El coronavirus ha llegado atacando el cuerpo, sin discriminación, para activar la mente y despertar el alma; no se sabe, con precisión, cuál es su origen, ni la medicina para erradicarlo. Demuestra que lo material importa poco; los millonarios, tampoco podrán comprar la medicina segura para erradicarlo, ni podrán divertirte ni viajar tranquilamente, mientras la pandemia este en el ambiente. Ha revuelto la sociedad en todos sus aspectos.
Parecería que vino a darnos importantes lecciones; demuestra que los grandes males atacan sin importar la clase social; que para combatirlos se necesita esgrimir valores morales, principios y la unión de todos; por tanto, debemos pensar y ayudar al prójimo; de nada vale que te cuides, si no cuidas al chofer, la empleada, al asistente, etc.
Todos somos posible fuente de contaminación. Esta pandemia nos pone contra la pared para que nos auto conozcamos y valoremos las personas del entorno, fomenta la solidaridad, la igualdad.
Los gobernantes del mundo buscan fórmulas para erradicarla, pero, lamentablemente, se han concentrado en el cuerpo: “la vacuna, distancia, mascarilla, confinamiento, lavar las manos”; han descuidado la mente, el alma, el espíritu de la población. Se están enfermando. Urge que dinamicen adecuadamente, las iglesias, psicólogos, psiquiatras, educadores, etc.., para atender la salud mental, el comportamiento, la paz espiritual.

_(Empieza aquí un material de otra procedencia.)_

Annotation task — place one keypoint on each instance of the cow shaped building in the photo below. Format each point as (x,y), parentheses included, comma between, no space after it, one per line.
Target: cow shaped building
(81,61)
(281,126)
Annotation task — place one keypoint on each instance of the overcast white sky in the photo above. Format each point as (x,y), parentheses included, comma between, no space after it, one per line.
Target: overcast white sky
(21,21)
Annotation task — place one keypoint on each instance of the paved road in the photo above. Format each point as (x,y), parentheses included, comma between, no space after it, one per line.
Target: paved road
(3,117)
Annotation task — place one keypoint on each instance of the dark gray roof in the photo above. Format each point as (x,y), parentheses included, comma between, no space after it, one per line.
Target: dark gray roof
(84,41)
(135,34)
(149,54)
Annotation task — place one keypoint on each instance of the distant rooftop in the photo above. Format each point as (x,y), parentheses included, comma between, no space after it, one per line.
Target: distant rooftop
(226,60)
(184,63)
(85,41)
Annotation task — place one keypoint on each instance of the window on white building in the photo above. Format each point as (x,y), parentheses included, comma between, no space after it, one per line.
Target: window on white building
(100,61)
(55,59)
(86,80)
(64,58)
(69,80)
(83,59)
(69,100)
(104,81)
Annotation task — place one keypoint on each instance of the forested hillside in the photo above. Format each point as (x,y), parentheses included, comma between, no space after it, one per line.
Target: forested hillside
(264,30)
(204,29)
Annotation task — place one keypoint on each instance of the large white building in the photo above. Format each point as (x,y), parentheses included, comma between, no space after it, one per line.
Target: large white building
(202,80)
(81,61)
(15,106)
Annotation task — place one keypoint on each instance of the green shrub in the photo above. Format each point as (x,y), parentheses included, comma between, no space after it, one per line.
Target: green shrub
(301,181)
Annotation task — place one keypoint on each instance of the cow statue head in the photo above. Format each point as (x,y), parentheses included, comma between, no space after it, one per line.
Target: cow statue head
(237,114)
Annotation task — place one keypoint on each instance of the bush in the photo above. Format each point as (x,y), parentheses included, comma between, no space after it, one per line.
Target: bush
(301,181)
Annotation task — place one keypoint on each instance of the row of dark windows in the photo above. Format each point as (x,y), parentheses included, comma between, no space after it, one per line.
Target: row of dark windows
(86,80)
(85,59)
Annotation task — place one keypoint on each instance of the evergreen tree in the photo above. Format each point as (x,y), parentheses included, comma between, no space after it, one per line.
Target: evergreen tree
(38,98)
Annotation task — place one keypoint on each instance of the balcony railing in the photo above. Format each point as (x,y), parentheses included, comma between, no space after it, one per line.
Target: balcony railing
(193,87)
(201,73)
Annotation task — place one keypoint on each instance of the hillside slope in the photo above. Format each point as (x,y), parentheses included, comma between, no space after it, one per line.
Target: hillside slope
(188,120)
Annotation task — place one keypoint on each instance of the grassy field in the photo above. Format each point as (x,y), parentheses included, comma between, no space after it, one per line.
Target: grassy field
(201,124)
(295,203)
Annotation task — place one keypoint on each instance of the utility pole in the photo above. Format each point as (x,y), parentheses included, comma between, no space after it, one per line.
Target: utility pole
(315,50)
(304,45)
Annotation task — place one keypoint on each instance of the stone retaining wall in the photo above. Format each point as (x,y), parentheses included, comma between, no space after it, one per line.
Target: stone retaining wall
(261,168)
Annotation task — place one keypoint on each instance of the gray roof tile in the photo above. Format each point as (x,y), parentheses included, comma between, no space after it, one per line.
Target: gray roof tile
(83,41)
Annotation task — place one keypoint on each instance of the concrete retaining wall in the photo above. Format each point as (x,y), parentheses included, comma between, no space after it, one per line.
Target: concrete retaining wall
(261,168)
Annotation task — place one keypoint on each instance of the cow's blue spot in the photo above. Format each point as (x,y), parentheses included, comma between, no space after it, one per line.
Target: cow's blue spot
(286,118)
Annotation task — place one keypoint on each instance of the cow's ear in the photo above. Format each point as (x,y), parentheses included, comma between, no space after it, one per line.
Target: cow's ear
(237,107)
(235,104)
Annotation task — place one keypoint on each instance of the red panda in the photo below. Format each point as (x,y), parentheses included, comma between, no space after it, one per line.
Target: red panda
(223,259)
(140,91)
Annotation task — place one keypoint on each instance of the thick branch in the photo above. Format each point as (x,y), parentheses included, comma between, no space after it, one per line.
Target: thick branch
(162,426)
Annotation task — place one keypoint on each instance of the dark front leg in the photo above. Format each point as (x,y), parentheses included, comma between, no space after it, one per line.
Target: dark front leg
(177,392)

Es el momento de recordar que de nada vale tener riquezas materiales si estamos presos y no la podemos disfrutar. Esta pandemia cierra muchas puertas, empresas, escuelas, etc.., confundiendo la mente, deprimiendo, especialmente los más débiles.
Son muchos los que se preguntan qué hacer en el día; niños y jóvenes agotan la creatividad, se desesperan, actúan fuera de sí. Urge que los gobernantes, no solo busquen la vacuna y hablen de mascarilla, distanciamiento y lavar manos, sino que recurran a profesionales de la conducta, psicólogos, teólogos, etc., para que a través de los medios de comunicación ayuden la población a entender los mensajes y consecuencias que se desprenden de esta pandemia; que las iglesias se
abran como los supermercados y llenen el espíritu de fe; que los artistas, con su música, despierten sentimientos.
A mi juicio, el coronavirus vino a dar una gran lección a la humanidad: vino a pellizcar el cuerpo para que se atienda el alma; habla de igualdad, cuando arropa con el mismo manto a ricos y pobres; cuando atrinchera la economía, la educación, la justicia, la diversión, las actividades sociales, sin privilegio; cuando confina en el hogar, obligando a tomar las riendas en la educación de los hijos.
El coronavirus, indiscutiblemente, provoca el encuentro intimo consigo mismo, invita a revisar si la conciencia está tranquila, si no hay temor a la soledad.
Parecería que esta extraña plaga que sacude el mundo, más que atacar el cuerpo, tiene como misión enseñarnos a valorar el alma, lo espiritual, la paz interior, la tranquilidad de conciencia; enseña a valorar y amar más al prójimo, invita a aumentar la fe en Dios.